My wife was holding a broom, so I packed her away with the Halloween decorations.
Don’t mess with me; I’ll throw a semicolon in just to discombobulate you.
Sorry, I liked your tweet one second after you posted it but in my defense, I’ve had my phone in my hand since 2012
When someone says they worked like a dog, I’m envious because every dog I’ve ever known has done nothing all day long.
How to Talk To A Woman Who Is Hiding Behind That Plant. Now She’s In The Alley. Wow, She’s A Fast Runner. How To Talk To The Police.
I was once accused of stealing money from work. I didn’t do it but it was nice to know management also thought I wasn’t getting paid enough.
I tried to get fired from my job but my boss told me it’s not happening and to make her some Dino nuggets and bring her bunny to the table.
I’m 6 doughnuts away from being the elephant in the room.
My husband accidentally locked himself out of the house, and I didn’t hear him knocking until I finished eating the rest of his cheesecake. So weird.
Boss: Where were you on Friday?
Me: It was a holiday.
Boss: HALLOWEEN IS NOT A PAID HOLIDAY!
Me: It is if you go as Christmas.
Boss:…
Does your wife know you met your soulmate here three times last month?
“are you drunk?”
– everyone’s response when i send a nice text
ME (backseat): whoa kinda rolled through that stop there
KIDNAPPER: shut up
ME: can you help me with my seatbelt?
KIDNAPPER: no, quiet
ME: you should have gagged me
KIDNAPPER: *slams brakes* that’s it, get out
ME: …yo buddy this a no stopping zone
“Hey. My eye is up here.”
– hurricanes
Whenever my daughter starts a sentence with “I saw this Tik Tok that said…”, I know I’m in for some sound advice
I’ve been day drinking espresso martinis if anyone needs some trees chopped down
4: When can I wear 13 shirts?
Me: When you live in NYC and get in an argument with your roommate and decide to put on all of his clothes
A judge in Oklahoma City wed a couple and then sentenced the groom to prison. That sounds redundant to me.

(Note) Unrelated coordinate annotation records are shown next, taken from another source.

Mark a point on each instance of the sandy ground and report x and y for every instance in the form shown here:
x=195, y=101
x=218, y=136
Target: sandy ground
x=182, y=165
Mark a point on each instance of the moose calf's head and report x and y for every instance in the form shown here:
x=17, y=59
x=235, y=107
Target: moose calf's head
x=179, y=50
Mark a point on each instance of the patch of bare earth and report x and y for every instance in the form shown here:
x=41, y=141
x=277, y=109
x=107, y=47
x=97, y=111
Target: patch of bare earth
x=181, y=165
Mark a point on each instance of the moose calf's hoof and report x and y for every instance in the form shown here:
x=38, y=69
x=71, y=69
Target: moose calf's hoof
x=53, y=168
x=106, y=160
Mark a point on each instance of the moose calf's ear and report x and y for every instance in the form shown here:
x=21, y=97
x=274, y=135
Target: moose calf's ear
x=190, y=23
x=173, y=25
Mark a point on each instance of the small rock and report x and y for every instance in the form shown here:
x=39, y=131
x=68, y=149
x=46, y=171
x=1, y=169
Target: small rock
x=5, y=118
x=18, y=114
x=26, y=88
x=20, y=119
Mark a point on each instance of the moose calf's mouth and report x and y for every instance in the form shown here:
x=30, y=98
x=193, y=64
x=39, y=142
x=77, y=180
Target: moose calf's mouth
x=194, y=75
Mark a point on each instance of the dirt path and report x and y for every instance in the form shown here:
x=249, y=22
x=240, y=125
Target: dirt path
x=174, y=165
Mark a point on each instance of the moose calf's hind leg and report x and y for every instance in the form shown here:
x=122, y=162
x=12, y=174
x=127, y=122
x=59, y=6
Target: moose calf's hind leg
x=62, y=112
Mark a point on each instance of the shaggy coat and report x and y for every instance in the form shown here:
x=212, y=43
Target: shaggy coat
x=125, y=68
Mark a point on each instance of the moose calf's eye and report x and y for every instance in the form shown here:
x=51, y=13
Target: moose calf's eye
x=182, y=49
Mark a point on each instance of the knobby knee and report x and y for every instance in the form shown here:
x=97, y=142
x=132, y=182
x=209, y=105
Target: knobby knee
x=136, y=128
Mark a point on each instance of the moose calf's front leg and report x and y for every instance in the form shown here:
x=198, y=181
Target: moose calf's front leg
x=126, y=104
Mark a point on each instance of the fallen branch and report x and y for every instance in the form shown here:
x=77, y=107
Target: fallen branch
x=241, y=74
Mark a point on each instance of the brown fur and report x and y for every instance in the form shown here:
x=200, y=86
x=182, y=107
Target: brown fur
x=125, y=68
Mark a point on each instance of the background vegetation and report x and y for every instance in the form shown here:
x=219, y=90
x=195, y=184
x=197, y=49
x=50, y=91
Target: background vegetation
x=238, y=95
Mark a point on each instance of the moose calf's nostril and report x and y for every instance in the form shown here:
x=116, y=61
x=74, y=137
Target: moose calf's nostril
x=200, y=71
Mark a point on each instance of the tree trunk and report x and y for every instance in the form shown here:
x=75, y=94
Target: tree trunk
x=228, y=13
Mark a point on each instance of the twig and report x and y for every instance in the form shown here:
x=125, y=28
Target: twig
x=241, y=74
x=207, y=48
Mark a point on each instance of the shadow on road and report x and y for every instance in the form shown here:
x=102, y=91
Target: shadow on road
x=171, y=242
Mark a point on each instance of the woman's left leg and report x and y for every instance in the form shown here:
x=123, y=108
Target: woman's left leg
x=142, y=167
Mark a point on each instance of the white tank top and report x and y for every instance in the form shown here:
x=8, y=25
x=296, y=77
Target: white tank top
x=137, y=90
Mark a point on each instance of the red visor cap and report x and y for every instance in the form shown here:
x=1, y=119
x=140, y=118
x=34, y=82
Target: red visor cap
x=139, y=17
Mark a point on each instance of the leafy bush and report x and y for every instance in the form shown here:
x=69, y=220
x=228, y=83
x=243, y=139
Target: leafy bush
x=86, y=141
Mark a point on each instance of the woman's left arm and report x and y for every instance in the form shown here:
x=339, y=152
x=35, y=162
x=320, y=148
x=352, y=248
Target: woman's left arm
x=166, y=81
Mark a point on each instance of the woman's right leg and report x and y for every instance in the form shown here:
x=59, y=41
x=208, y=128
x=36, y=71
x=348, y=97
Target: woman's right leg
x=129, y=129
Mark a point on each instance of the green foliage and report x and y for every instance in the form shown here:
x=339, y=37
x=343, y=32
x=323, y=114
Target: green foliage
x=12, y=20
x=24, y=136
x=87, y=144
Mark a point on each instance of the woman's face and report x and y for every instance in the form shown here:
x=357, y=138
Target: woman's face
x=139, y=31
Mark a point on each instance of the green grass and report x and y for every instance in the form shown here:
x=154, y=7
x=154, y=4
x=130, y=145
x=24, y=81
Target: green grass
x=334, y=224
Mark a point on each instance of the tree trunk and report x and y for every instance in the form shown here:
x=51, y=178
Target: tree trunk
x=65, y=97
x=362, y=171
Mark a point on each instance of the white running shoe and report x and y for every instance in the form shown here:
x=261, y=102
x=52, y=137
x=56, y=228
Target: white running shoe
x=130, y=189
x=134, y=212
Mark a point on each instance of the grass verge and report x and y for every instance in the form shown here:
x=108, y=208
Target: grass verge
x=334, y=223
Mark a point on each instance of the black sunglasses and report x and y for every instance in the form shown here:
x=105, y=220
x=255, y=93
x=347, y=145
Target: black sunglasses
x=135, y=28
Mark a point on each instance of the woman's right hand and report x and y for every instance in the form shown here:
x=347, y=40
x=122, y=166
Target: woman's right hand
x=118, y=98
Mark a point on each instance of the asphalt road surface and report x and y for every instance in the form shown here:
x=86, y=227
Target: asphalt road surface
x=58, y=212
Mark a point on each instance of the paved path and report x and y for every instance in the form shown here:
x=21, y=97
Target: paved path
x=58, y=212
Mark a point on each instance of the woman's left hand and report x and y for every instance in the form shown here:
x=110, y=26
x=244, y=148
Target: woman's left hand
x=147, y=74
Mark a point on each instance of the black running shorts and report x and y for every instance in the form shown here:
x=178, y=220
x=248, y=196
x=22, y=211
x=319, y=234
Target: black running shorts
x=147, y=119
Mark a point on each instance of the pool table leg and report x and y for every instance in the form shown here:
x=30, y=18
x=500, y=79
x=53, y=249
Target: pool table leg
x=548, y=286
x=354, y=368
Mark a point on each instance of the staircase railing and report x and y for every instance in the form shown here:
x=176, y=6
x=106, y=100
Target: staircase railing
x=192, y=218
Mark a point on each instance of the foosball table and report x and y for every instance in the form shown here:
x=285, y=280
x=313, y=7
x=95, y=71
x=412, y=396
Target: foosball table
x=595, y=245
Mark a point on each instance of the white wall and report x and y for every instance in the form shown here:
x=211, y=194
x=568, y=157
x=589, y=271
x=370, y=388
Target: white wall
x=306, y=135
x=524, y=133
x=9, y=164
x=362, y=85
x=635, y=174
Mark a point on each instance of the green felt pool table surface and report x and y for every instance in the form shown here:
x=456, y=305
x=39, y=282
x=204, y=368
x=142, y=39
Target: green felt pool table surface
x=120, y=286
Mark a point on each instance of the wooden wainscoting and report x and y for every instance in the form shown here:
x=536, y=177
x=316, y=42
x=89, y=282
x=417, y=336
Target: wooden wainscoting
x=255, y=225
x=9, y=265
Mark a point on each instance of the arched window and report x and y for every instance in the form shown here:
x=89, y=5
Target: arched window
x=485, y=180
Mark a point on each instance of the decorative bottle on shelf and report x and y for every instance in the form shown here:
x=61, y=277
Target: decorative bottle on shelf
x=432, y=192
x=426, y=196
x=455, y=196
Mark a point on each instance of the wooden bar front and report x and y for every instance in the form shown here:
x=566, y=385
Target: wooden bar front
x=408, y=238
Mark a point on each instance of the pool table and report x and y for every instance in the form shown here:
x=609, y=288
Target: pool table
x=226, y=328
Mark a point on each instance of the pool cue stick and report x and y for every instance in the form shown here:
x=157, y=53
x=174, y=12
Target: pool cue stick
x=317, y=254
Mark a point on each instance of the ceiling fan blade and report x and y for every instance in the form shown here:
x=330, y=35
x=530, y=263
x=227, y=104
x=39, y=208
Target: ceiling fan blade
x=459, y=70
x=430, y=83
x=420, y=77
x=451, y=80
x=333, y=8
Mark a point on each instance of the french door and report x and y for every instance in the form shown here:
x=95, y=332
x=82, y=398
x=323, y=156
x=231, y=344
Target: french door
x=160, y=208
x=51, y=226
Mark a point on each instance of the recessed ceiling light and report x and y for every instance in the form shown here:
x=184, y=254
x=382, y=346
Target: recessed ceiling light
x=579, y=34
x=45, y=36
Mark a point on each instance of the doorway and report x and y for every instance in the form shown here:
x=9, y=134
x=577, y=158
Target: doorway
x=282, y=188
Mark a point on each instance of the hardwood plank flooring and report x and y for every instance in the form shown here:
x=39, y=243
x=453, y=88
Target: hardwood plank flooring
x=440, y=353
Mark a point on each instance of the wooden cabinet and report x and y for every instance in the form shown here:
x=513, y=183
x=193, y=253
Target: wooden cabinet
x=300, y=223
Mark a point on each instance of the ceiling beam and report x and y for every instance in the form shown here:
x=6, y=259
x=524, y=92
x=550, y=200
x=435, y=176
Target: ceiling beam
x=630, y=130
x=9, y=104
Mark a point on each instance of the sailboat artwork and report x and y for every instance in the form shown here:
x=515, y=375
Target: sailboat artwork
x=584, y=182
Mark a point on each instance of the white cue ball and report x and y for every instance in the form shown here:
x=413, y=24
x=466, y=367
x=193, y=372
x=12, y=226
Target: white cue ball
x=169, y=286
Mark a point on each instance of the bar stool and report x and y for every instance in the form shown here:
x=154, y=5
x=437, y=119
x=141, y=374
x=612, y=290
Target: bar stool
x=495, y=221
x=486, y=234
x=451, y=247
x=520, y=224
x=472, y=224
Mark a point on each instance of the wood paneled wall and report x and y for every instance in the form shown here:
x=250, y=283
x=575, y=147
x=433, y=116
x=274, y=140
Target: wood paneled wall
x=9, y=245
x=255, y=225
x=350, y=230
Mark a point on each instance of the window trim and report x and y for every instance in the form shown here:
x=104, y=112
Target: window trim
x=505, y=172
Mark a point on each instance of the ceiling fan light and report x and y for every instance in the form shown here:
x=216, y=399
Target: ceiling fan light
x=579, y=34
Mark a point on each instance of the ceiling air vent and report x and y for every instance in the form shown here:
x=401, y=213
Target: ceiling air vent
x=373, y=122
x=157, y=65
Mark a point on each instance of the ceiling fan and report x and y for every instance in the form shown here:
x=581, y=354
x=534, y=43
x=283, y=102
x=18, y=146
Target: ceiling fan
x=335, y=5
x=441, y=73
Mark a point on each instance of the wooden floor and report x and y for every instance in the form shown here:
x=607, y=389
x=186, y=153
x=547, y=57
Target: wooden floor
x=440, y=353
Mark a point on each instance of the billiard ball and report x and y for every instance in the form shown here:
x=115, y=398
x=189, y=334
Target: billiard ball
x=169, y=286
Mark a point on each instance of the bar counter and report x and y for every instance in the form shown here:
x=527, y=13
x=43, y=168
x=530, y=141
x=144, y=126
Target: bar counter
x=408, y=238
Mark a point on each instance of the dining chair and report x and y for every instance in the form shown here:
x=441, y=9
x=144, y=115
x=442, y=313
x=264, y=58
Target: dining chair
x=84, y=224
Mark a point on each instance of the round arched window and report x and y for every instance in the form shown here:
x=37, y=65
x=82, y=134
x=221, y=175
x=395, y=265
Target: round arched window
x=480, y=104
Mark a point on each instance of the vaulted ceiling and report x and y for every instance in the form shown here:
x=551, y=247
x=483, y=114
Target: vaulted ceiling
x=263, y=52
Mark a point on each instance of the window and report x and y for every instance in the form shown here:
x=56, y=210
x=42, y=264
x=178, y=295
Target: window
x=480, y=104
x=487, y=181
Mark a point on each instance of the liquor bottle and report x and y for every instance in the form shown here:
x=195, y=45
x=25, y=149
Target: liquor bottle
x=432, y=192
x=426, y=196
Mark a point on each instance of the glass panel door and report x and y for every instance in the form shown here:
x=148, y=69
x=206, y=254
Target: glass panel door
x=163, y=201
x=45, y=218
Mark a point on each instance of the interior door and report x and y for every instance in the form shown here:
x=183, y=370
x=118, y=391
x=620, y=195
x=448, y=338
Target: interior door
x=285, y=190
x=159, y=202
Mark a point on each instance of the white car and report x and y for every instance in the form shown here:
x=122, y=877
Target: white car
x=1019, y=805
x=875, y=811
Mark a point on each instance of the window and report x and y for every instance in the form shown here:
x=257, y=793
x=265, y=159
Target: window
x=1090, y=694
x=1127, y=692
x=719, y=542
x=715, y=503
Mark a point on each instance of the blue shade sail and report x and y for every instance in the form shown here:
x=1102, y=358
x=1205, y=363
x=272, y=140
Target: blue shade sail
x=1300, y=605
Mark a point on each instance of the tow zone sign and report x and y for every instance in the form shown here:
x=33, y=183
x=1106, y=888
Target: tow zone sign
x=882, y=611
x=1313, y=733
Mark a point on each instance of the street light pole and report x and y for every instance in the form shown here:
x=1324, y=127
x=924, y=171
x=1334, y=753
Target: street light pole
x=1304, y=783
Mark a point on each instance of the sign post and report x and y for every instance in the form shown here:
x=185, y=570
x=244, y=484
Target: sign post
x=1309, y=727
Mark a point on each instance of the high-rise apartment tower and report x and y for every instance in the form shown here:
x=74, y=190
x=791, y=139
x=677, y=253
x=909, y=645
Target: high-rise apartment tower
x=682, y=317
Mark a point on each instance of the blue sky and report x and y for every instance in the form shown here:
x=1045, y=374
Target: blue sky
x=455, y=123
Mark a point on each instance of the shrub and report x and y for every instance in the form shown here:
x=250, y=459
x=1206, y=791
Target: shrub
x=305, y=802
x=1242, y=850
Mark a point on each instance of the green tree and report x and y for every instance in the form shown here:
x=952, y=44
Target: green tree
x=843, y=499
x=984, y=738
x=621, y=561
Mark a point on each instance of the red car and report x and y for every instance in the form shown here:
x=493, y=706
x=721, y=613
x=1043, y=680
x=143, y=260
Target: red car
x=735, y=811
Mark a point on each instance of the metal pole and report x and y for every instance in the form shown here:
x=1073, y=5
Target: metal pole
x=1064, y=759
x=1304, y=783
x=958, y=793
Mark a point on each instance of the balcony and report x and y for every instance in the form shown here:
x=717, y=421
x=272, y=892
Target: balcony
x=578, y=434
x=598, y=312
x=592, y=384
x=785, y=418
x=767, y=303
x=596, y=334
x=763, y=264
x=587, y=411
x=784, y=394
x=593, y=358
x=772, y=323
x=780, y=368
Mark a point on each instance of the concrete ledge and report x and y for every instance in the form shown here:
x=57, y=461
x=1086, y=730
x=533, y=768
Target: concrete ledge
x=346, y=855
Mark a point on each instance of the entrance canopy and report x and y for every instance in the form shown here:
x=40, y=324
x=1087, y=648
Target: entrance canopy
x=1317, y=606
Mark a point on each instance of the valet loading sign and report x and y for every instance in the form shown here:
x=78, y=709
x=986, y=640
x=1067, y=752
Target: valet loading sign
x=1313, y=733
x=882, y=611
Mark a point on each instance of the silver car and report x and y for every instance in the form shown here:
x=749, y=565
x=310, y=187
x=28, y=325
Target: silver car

The Moon: *shines through my window at night and doesn’t let me sleep*
[Next Night]
Me: *pointing a flashlight at the moon* haha take that you piece of shit
“Doctor: Put the IV in.
Nurse: The 4 what?”
– chronic problem in Roman emergency rooms
Another great day of being Everyone’s Personal Assistant. Today I helped a young man in his search for love ❤️👍
What stage of marriage is it when you’re uncomfortable because they’re being nice to you?
I cringe every time I think about that time I was enquiring about a stargazing event at an observatory and I accidentally asked if it was an all day event.